2009 - André Téchiné
Jeanne habite seule avec sa mère. Un jour, alors qu'elle prospecte pour
trouver du travail, elle fait la connaissance de Franck. Rapidement, ils
s'installent ensemble dans une maison en tant que gardiens le temps de l'absence
du propriétaire. Tout se passait pour le mieux jusqu'à ce que Franck soit
poignardé : le magasin d'informatique juxtaposé à la maison était une couverture
pour faire passer de la drogue et Franck était au courant.
Ce drame va
profondément marquer Jeanne : son petit ami a failli mourir et va aller en
prison, et elle n'arrive pas trouver du travail. Pour des raisons
inexpliquées, Jeanne va inventer l'histoire d'une agression dans le RER qui n'a
jamais eu lieu.
Cette histoire est très librement inspirée de l'affaire de l'Agression du RER D de juillet
2004. Marie, une femme de 23 ans avait inventé une agression antisémite. Les
médias, le CRIF et les politiques se sont emballés dès qu'ils ont eu
connaissance de cette histoire. Ils confessaient leur indignation sur cet acte
antisémite, où une jeune femme s'est fait agresser par des jeunes de banlieue
alors qu'il n'y a rien eu.
Sans doute que la tentation du titre-choc du style "agression antissémite"
était trop grande. L'antisémitisme évoque toujours une époque qui fait ressurgir les vieux démons. Une dépêche AFP a suffi pour mettre
tout le monde sur le pied de guerre, même lorsque les policiers ont émis des
doutes sur l'histoire de Marie.
Qui est le plus à blâmer dans cette histoire ? Marie, certainement perturbée, qui ne s'attendait pas à
un tel engouement médiatique, mais surtout la presse, les
politiques et les associations de droits de l'Homme qui n'ont pas pris les
précautions d'attendre des éléments concrets venant des enquêteurs.
Ce que dit un des
personnages dans le film illustre l'affaire :"c'est eux [l'État] qui ont
fabriqué cette affaire du RER".
Une fois que cette affaire a été mise au clair, les médias se sont retrouvés
comme des couillons à devoir s'excuser, même s'ils l'avouaient qu'à demi-mot.

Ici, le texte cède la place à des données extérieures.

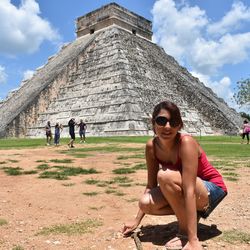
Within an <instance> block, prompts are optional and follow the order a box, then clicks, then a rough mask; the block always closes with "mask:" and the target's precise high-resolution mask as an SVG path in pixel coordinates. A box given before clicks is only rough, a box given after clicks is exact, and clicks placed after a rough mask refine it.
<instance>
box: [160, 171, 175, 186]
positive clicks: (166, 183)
mask: <svg viewBox="0 0 250 250" xmlns="http://www.w3.org/2000/svg"><path fill="white" fill-rule="evenodd" d="M157 181H158V183H159V185H162V184H164V185H170V184H172V183H174V176H173V174H172V171H170V170H159V171H158V174H157Z"/></svg>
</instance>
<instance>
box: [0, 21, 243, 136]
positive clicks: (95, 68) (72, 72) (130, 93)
mask: <svg viewBox="0 0 250 250" xmlns="http://www.w3.org/2000/svg"><path fill="white" fill-rule="evenodd" d="M83 38H84V37H83ZM81 39H82V38H79V39H77V40H76V41H74V42H73V43H72V44H70V45H69V46H68V47H66V48H65V49H64V50H63V53H65V56H64V57H62V55H61V54H60V53H61V52H60V53H59V54H58V55H57V56H56V57H55V58H57V59H58V58H59V59H60V58H61V60H62V58H66V59H67V60H66V59H65V61H64V63H62V61H61V60H59V59H58V60H57V61H56V62H55V61H54V59H52V61H49V62H48V64H47V65H46V66H45V67H44V71H45V72H43V74H45V75H46V74H47V75H46V77H47V78H46V79H47V83H46V87H45V85H44V83H43V81H40V82H39V81H38V82H36V81H37V80H39V79H44V78H43V77H45V76H43V75H41V77H40V78H37V77H36V76H35V77H33V79H31V81H30V82H29V83H28V84H30V85H31V86H32V84H33V83H34V84H36V85H39V84H41V85H43V88H42V89H41V91H40V92H39V93H38V92H33V96H31V97H32V98H31V100H29V102H28V103H25V105H26V106H25V107H23V108H22V110H21V111H20V112H19V113H17V111H15V112H16V116H14V117H13V118H12V120H11V121H10V122H9V123H7V124H9V125H8V128H9V129H8V133H9V135H12V136H14V135H15V136H23V135H26V136H30V137H43V136H44V126H45V124H46V122H47V121H48V120H49V121H51V124H52V126H54V125H55V123H56V122H59V123H61V124H62V125H63V126H64V130H63V133H62V136H68V128H67V124H68V121H69V119H70V118H72V117H74V118H76V120H77V121H78V122H79V120H80V119H83V120H84V121H85V122H86V124H87V127H88V129H87V132H88V134H87V135H94V136H110V135H147V134H151V133H152V131H151V125H150V115H151V113H152V111H153V107H154V106H155V105H156V104H157V103H158V102H159V101H162V100H170V101H173V102H175V103H176V104H177V105H178V106H179V107H180V109H181V112H182V115H183V120H184V123H185V128H184V130H185V131H186V132H188V133H190V134H196V135H199V134H204V135H205V134H216V133H218V134H219V133H224V132H226V131H227V130H228V129H230V131H236V130H237V126H238V125H239V126H240V125H241V124H239V123H240V120H239V115H238V114H237V113H236V112H235V111H234V110H232V109H230V108H229V107H228V106H227V105H226V104H225V103H224V102H223V101H222V100H221V99H220V98H218V97H217V96H216V95H215V94H214V93H213V92H212V91H211V90H210V89H208V88H206V87H205V86H204V85H203V84H202V83H200V82H199V81H198V80H197V79H196V78H194V77H193V76H192V75H191V74H190V73H188V72H187V70H186V69H185V68H182V67H181V66H179V65H178V63H177V62H176V61H175V60H174V59H173V58H172V57H170V56H168V55H167V54H166V53H165V52H164V51H163V49H161V48H160V47H158V46H157V45H155V44H153V43H151V42H150V41H148V40H146V39H142V38H139V37H136V36H134V35H133V34H131V33H130V32H127V31H125V30H123V29H120V28H118V27H114V26H113V27H110V28H108V29H105V30H102V31H99V32H97V33H95V34H92V35H91V36H89V38H88V39H82V40H81ZM53 63H54V68H55V69H58V68H59V66H60V70H58V71H57V70H54V74H52V73H51V75H50V72H52V71H50V70H52V69H53ZM51 64H52V65H51ZM49 69H50V70H49ZM48 75H49V76H50V77H49V78H48ZM22 93H23V94H25V92H22ZM35 93H36V94H35ZM18 94H19V96H20V98H26V97H23V96H21V94H20V92H19V93H18ZM14 100H15V99H14ZM24 100H26V101H27V98H26V99H24ZM4 105H5V104H4ZM6 107H7V106H6ZM0 111H1V107H0ZM7 111H8V112H10V111H11V109H8V110H7ZM0 117H1V115H0ZM76 132H77V130H76Z"/></svg>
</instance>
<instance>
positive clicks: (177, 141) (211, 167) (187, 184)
mask: <svg viewBox="0 0 250 250" xmlns="http://www.w3.org/2000/svg"><path fill="white" fill-rule="evenodd" d="M152 125H153V130H154V133H155V137H154V138H153V139H150V140H149V141H148V142H147V144H146V162H147V169H148V180H147V186H146V189H145V192H144V194H143V196H142V197H141V199H140V200H139V210H138V213H137V215H136V218H135V219H133V220H132V221H130V222H127V223H124V226H123V228H122V233H123V235H124V236H126V235H128V234H129V233H131V232H132V231H133V230H135V229H136V228H137V227H138V225H139V224H140V222H141V220H142V218H143V217H144V215H145V214H151V215H173V214H175V216H176V217H177V221H178V234H177V235H176V236H175V237H173V239H171V240H169V241H168V242H167V243H166V249H184V250H187V249H189V250H190V249H192V250H194V249H195V250H201V249H202V246H201V243H200V242H199V239H198V237H197V222H198V220H199V218H200V217H203V218H207V217H208V216H209V214H210V213H211V212H212V210H213V209H214V208H215V207H216V206H217V205H218V204H219V203H220V201H221V200H222V199H223V198H224V197H225V196H226V194H227V188H226V186H225V184H224V182H223V179H222V176H221V175H220V173H219V172H218V171H217V170H216V169H215V168H214V167H213V166H212V165H211V164H210V163H209V162H208V160H207V158H206V154H205V152H204V151H203V149H202V148H201V146H200V145H199V144H198V143H197V142H196V140H195V139H194V138H193V137H191V136H190V135H187V134H181V133H180V130H181V128H182V127H183V122H182V118H181V115H180V110H179V108H178V107H177V106H176V105H175V104H174V103H171V102H169V101H164V102H161V103H159V104H158V105H156V106H155V108H154V111H153V115H152Z"/></svg>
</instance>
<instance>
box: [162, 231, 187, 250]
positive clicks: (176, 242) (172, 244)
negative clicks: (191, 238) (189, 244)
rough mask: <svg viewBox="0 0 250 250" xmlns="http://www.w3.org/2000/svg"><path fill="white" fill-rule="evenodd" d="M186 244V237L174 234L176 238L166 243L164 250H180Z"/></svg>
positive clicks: (185, 235)
mask: <svg viewBox="0 0 250 250" xmlns="http://www.w3.org/2000/svg"><path fill="white" fill-rule="evenodd" d="M187 242H188V238H187V236H186V235H182V234H176V237H174V238H173V239H171V240H170V241H168V242H167V243H166V245H165V247H166V250H181V249H182V248H183V247H184V246H185V245H186V243H187Z"/></svg>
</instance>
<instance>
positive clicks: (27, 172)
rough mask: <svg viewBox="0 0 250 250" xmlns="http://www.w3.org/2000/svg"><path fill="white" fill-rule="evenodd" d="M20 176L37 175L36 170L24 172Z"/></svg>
mask: <svg viewBox="0 0 250 250" xmlns="http://www.w3.org/2000/svg"><path fill="white" fill-rule="evenodd" d="M22 174H37V171H36V170H25V171H23V172H22Z"/></svg>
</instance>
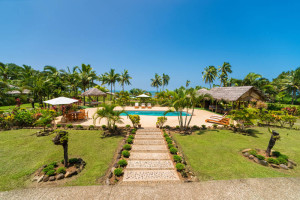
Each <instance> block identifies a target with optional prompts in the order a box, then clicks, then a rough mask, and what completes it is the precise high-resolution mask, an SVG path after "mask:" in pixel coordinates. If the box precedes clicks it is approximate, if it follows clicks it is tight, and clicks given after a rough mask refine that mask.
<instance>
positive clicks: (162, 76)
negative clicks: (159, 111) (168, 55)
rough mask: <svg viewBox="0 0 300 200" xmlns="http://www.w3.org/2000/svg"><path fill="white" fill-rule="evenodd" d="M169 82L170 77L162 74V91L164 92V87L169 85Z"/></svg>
mask: <svg viewBox="0 0 300 200" xmlns="http://www.w3.org/2000/svg"><path fill="white" fill-rule="evenodd" d="M169 81H170V77H169V75H167V74H163V76H162V86H163V91H164V87H165V86H167V85H168V84H169Z"/></svg>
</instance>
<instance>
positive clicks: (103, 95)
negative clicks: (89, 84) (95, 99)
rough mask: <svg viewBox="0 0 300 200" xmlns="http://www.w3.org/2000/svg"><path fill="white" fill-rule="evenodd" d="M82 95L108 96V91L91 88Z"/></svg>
mask: <svg viewBox="0 0 300 200" xmlns="http://www.w3.org/2000/svg"><path fill="white" fill-rule="evenodd" d="M81 96H106V93H105V92H102V91H101V90H99V89H97V88H91V89H89V90H87V91H85V92H84V93H82V94H81Z"/></svg>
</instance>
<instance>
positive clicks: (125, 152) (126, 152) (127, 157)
mask: <svg viewBox="0 0 300 200" xmlns="http://www.w3.org/2000/svg"><path fill="white" fill-rule="evenodd" d="M122 155H123V156H124V157H125V158H129V156H130V153H129V151H127V150H124V151H122Z"/></svg>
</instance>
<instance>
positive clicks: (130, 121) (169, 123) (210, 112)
mask: <svg viewBox="0 0 300 200" xmlns="http://www.w3.org/2000/svg"><path fill="white" fill-rule="evenodd" d="M97 109H98V108H87V109H85V110H86V112H88V115H89V119H88V120H83V121H75V122H73V123H72V124H74V125H78V124H80V125H84V126H88V125H93V124H94V123H93V115H94V113H95V112H96V111H97ZM121 109H122V107H116V110H121ZM124 110H134V111H167V110H169V108H168V107H152V108H151V109H149V108H145V109H142V108H138V109H136V108H134V107H131V106H126V107H124ZM191 111H192V110H189V113H191ZM211 115H216V114H214V113H211V112H209V111H206V110H199V109H195V111H194V115H193V118H192V121H191V123H190V126H194V125H197V126H201V125H202V124H205V125H206V126H212V124H211V123H206V122H205V120H206V119H207V118H209V117H210V116H211ZM140 117H141V122H140V123H141V125H142V127H155V126H156V121H157V116H146V115H141V116H140ZM122 118H123V122H124V123H123V124H117V125H118V126H125V125H127V124H130V125H132V123H131V121H130V120H129V118H128V117H127V116H122ZM60 119H61V117H58V118H57V120H56V123H60ZM167 119H168V120H167V122H166V124H165V125H169V126H173V127H174V126H177V125H178V117H177V116H167ZM67 124H70V122H68V123H67ZM103 124H105V125H106V120H105V119H102V120H101V122H100V123H99V120H97V121H96V124H95V125H96V126H99V125H100V126H101V125H103Z"/></svg>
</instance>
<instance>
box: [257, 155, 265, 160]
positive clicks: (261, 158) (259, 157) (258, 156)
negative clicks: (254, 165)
mask: <svg viewBox="0 0 300 200" xmlns="http://www.w3.org/2000/svg"><path fill="white" fill-rule="evenodd" d="M256 157H257V158H258V159H259V160H264V159H265V157H264V156H262V155H257V156H256Z"/></svg>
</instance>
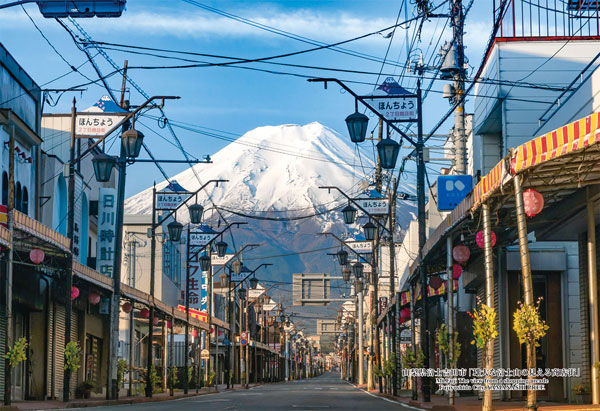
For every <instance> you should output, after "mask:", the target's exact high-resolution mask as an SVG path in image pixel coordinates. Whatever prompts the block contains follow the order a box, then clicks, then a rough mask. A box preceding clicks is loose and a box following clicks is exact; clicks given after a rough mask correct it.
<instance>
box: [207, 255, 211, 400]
mask: <svg viewBox="0 0 600 411" xmlns="http://www.w3.org/2000/svg"><path fill="white" fill-rule="evenodd" d="M207 254H208V258H212V257H211V246H210V244H209V245H208V250H207ZM211 261H212V260H211ZM206 281H207V282H208V284H207V285H206V288H207V296H208V298H207V302H206V313H207V317H208V344H207V348H208V359H207V360H206V370H207V371H206V372H207V377H208V379H210V372H211V371H212V370H211V367H212V364H211V361H210V351H211V349H210V348H211V347H210V344H211V340H212V332H211V330H212V313H211V311H212V262H211V264H210V266H209V267H208V272H207V274H206ZM208 382H209V381H208V380H207V383H208ZM207 386H208V390H209V391H210V385H209V384H207Z"/></svg>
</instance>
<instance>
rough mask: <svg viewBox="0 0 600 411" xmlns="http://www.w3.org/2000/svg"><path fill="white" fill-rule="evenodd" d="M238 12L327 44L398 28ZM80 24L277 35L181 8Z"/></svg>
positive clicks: (377, 20) (307, 10)
mask: <svg viewBox="0 0 600 411" xmlns="http://www.w3.org/2000/svg"><path fill="white" fill-rule="evenodd" d="M28 11H29V12H30V14H31V15H32V17H33V18H34V19H35V20H36V22H38V23H39V24H41V25H42V26H44V27H56V24H55V23H54V21H53V20H45V19H41V18H40V17H39V13H38V12H37V10H36V9H35V8H29V9H28ZM240 14H241V15H243V16H244V17H245V18H247V19H249V20H253V21H255V22H257V23H260V24H264V25H267V26H270V27H274V28H277V29H280V30H284V31H288V32H291V33H294V34H297V35H300V36H304V37H308V38H311V39H316V40H321V41H324V42H335V41H340V40H345V39H349V38H352V37H357V36H360V35H363V34H366V33H369V32H372V31H377V30H379V29H382V28H385V27H389V26H391V25H393V24H394V20H393V19H391V18H390V19H387V18H366V17H362V16H355V15H350V14H345V13H328V14H323V13H317V12H313V11H310V10H296V11H292V12H282V11H272V12H267V11H265V10H261V12H260V14H256V15H252V13H251V12H250V11H249V12H247V13H240ZM42 20H45V21H42ZM26 22H27V17H26V16H25V15H24V13H23V12H22V11H21V10H19V9H14V10H10V11H6V12H4V13H2V14H0V24H2V26H4V28H5V29H7V28H13V29H15V28H19V27H22V25H23V24H24V23H26ZM81 22H82V24H83V26H84V27H85V28H86V29H87V28H89V29H90V30H92V31H93V32H94V33H98V34H102V33H122V34H137V35H139V34H146V35H152V36H165V37H171V36H174V37H179V38H190V37H192V38H199V39H202V38H214V37H215V36H219V37H221V38H240V37H243V38H247V37H249V36H251V37H275V36H276V35H275V34H273V33H270V32H268V31H265V30H261V29H259V28H256V27H252V26H250V25H248V24H244V23H241V22H239V21H235V20H232V19H229V18H226V17H223V16H218V15H216V14H211V13H209V12H196V11H194V12H190V13H183V10H181V9H179V10H178V12H177V13H176V14H166V13H160V12H158V11H129V10H128V11H126V12H125V13H123V15H122V16H121V17H120V18H117V19H90V20H81ZM27 23H28V22H27ZM373 40H375V41H377V40H379V42H381V43H382V44H384V42H385V39H383V38H382V37H381V36H379V35H375V36H372V41H373Z"/></svg>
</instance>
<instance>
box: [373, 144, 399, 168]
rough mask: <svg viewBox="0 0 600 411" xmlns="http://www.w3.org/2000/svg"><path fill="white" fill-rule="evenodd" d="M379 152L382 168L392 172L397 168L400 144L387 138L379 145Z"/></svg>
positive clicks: (378, 152) (377, 145) (377, 146)
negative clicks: (396, 162)
mask: <svg viewBox="0 0 600 411" xmlns="http://www.w3.org/2000/svg"><path fill="white" fill-rule="evenodd" d="M377 152H378V153H379V159H380V160H381V167H382V168H385V169H386V170H390V169H392V168H394V167H396V160H397V159H398V153H399V152H400V144H398V143H396V142H395V141H394V140H392V139H391V138H389V137H387V138H384V139H383V140H381V141H380V142H379V143H377Z"/></svg>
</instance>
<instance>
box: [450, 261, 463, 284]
mask: <svg viewBox="0 0 600 411" xmlns="http://www.w3.org/2000/svg"><path fill="white" fill-rule="evenodd" d="M461 275H462V267H461V266H460V265H459V264H452V278H453V279H455V280H458V279H459V278H460V276H461Z"/></svg>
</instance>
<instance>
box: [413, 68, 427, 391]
mask: <svg viewBox="0 0 600 411" xmlns="http://www.w3.org/2000/svg"><path fill="white" fill-rule="evenodd" d="M417 111H418V113H419V118H418V121H417V144H416V146H415V150H416V154H417V194H418V195H417V197H418V198H417V220H418V228H419V256H418V258H419V275H420V282H421V305H422V308H423V313H422V316H421V349H422V350H423V354H424V355H425V364H424V366H425V368H429V334H428V323H429V313H428V301H427V275H426V273H425V267H424V266H423V246H424V245H425V241H426V234H425V163H424V161H423V147H424V145H425V143H424V142H423V111H422V102H421V79H419V80H417ZM413 297H414V298H416V295H415V296H411V298H413ZM421 381H422V387H421V388H422V393H423V401H425V402H429V401H431V393H430V385H429V377H422V379H421Z"/></svg>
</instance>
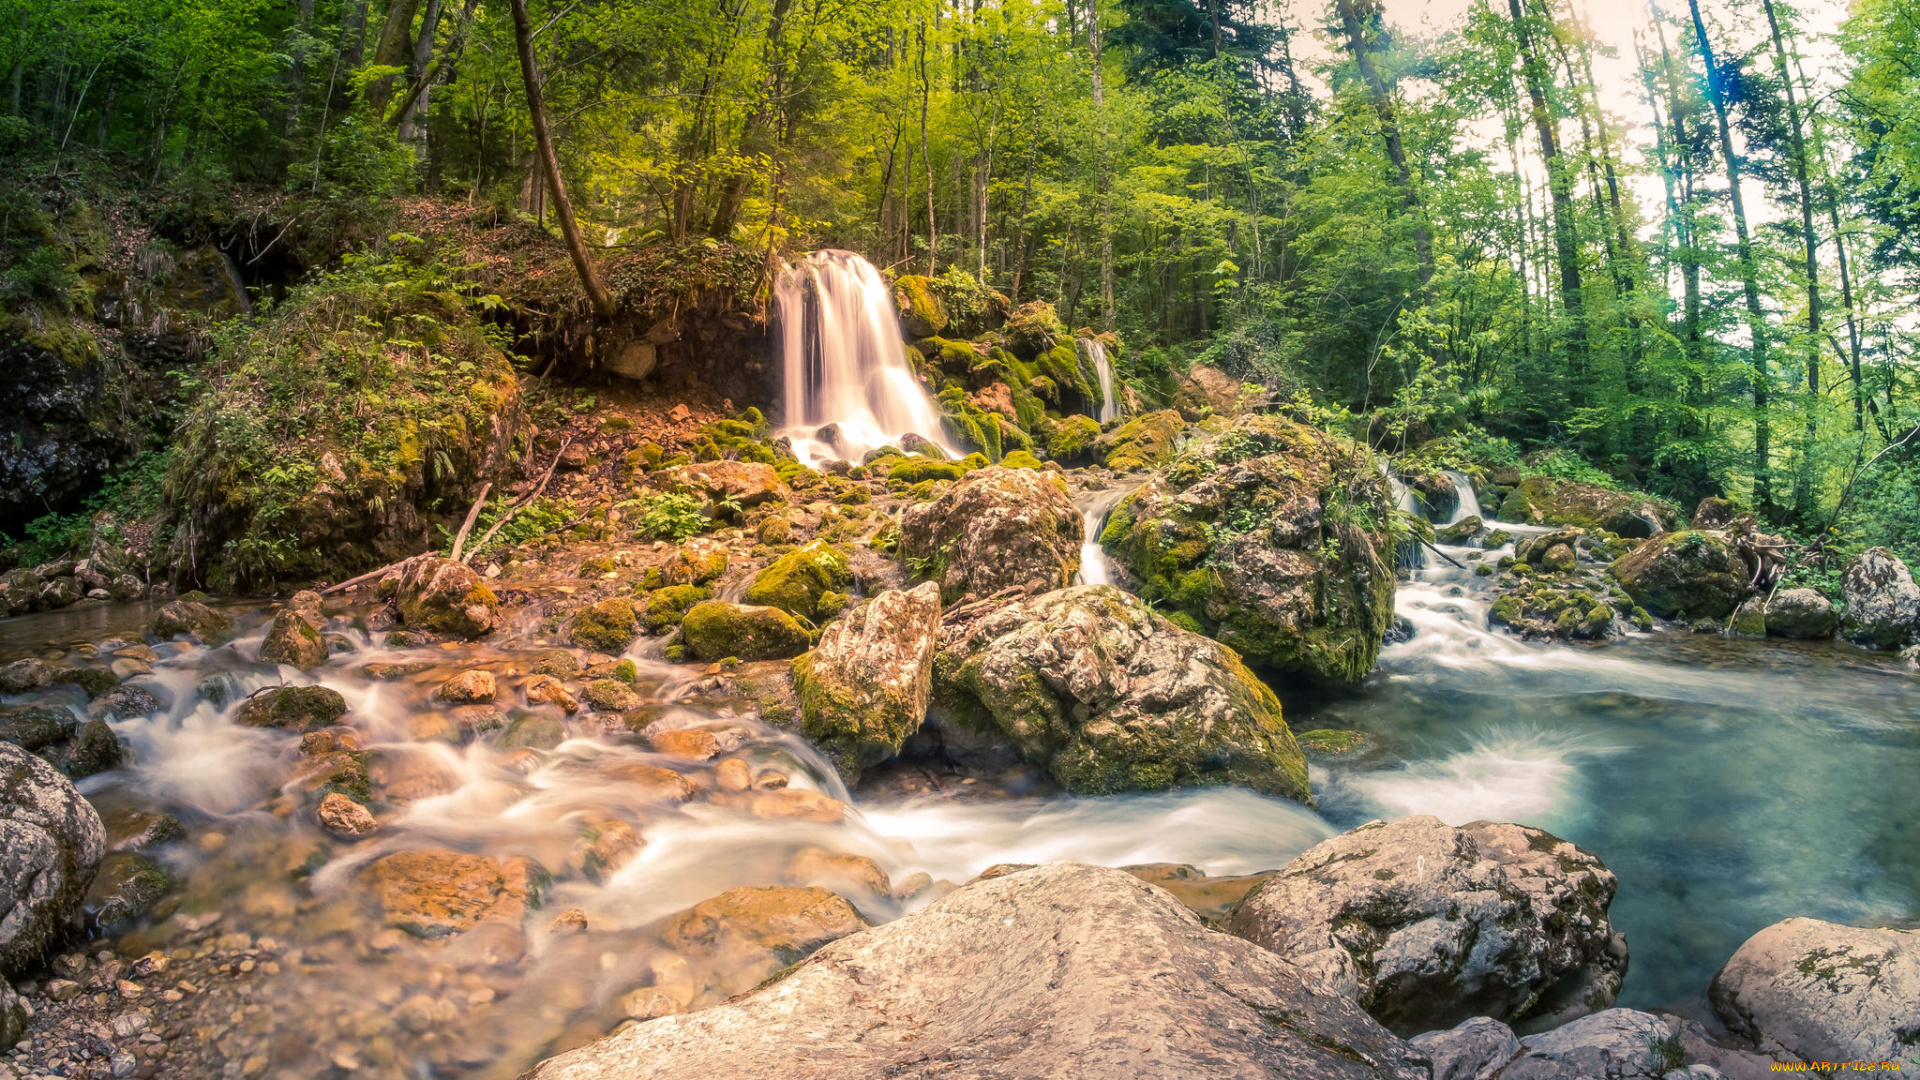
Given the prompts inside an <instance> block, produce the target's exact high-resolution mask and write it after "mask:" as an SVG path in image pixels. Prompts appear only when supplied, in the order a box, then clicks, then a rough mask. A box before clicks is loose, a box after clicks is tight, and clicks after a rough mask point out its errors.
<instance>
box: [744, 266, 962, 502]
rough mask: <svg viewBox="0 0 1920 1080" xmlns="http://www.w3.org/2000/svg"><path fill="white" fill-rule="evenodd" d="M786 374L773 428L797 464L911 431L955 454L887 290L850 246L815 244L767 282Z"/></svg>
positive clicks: (865, 453) (886, 441)
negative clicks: (921, 377)
mask: <svg viewBox="0 0 1920 1080" xmlns="http://www.w3.org/2000/svg"><path fill="white" fill-rule="evenodd" d="M774 304H776V307H778V311H780V354H781V365H783V369H785V371H783V373H785V421H787V427H785V429H783V430H781V434H785V436H787V438H789V440H791V444H793V455H795V457H799V459H801V461H803V463H804V465H816V463H820V461H826V459H829V457H841V459H847V461H860V455H864V454H866V452H868V450H874V448H877V446H887V444H891V442H897V440H899V438H900V436H904V434H918V436H922V438H925V440H929V442H933V444H937V446H939V448H941V450H945V452H947V454H948V455H952V457H958V455H960V454H958V452H956V450H954V446H952V444H950V442H948V438H947V432H945V429H943V427H941V413H939V409H935V407H933V398H929V396H927V390H925V388H924V386H922V384H920V379H916V377H914V369H912V365H910V363H908V361H906V346H904V344H902V340H900V319H899V315H897V313H895V309H893V290H889V288H887V282H885V281H881V279H879V271H877V269H874V263H870V261H866V259H862V258H860V256H856V254H852V252H814V254H812V256H806V258H804V259H801V261H799V263H797V265H789V267H785V269H783V271H781V275H780V281H778V282H776V284H774Z"/></svg>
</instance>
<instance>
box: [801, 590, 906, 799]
mask: <svg viewBox="0 0 1920 1080" xmlns="http://www.w3.org/2000/svg"><path fill="white" fill-rule="evenodd" d="M939 642H941V590H939V586H937V584H933V582H925V584H922V586H918V588H912V590H897V588H893V590H887V592H883V594H879V596H876V598H874V600H868V601H864V603H860V607H854V609H852V611H849V613H847V615H843V617H839V619H835V621H833V623H831V625H828V628H826V632H824V634H820V646H818V648H816V650H814V651H810V653H806V655H803V657H801V659H797V661H793V686H795V692H797V694H799V698H801V730H804V732H806V736H808V738H812V740H814V742H818V744H820V746H824V748H826V749H828V751H829V753H831V755H833V763H835V765H837V767H839V771H841V776H845V778H847V782H856V780H858V778H860V769H864V767H868V765H874V763H877V761H885V759H887V757H893V755H895V753H899V751H900V744H902V742H906V736H910V734H914V732H916V730H920V721H924V719H925V717H927V700H929V698H931V696H933V653H935V650H937V648H939Z"/></svg>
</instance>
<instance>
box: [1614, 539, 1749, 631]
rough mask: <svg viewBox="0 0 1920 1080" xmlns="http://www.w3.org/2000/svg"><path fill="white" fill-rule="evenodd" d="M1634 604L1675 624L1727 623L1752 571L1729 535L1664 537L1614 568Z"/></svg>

Ils essayaient de minimiser l'importance des effets de cet engouement massif sur
un mensonge en affirmant que "personne n'a été stigmatisé". Pourtant, les
soi-disant agresseurs étaient selon la description de Marie Leblanc d'origine
maghrébine et venaient des banlieues et les journaux en ont parlé.
La chanson
du rapeur musulman Médine sur cette affaire est le témoignage d'une personne qui
a eu le sentiment d'être méprisé dans ce merdier.
Téchiné a donc mis en scène cette affaire médiatique et honteuse. La première
heure est laborieuse, une vraie romance à l'eau de rose. Jeanne est naïve et
rencontre son prince charmant. Cela devient intéressant quand elle crée son
mensonge. Le réalisateur reste concentré sur Jeanne, paumée, et son entourage durant
l'emballement médiatique qui les dépasse tous.
En revanche, il a créé une
autre histoire. Les protagonistes sont différents, les situations changent un
peu, mais le fond est reste. On aperçoit même des extraits télévisés
d'époque.
Après les très bons Les Témoins et Les Egarés, ce nouveau film est en demi-teinte. Cependant, il nous rappelle cette histoire et du danger de l'aliénation des médias.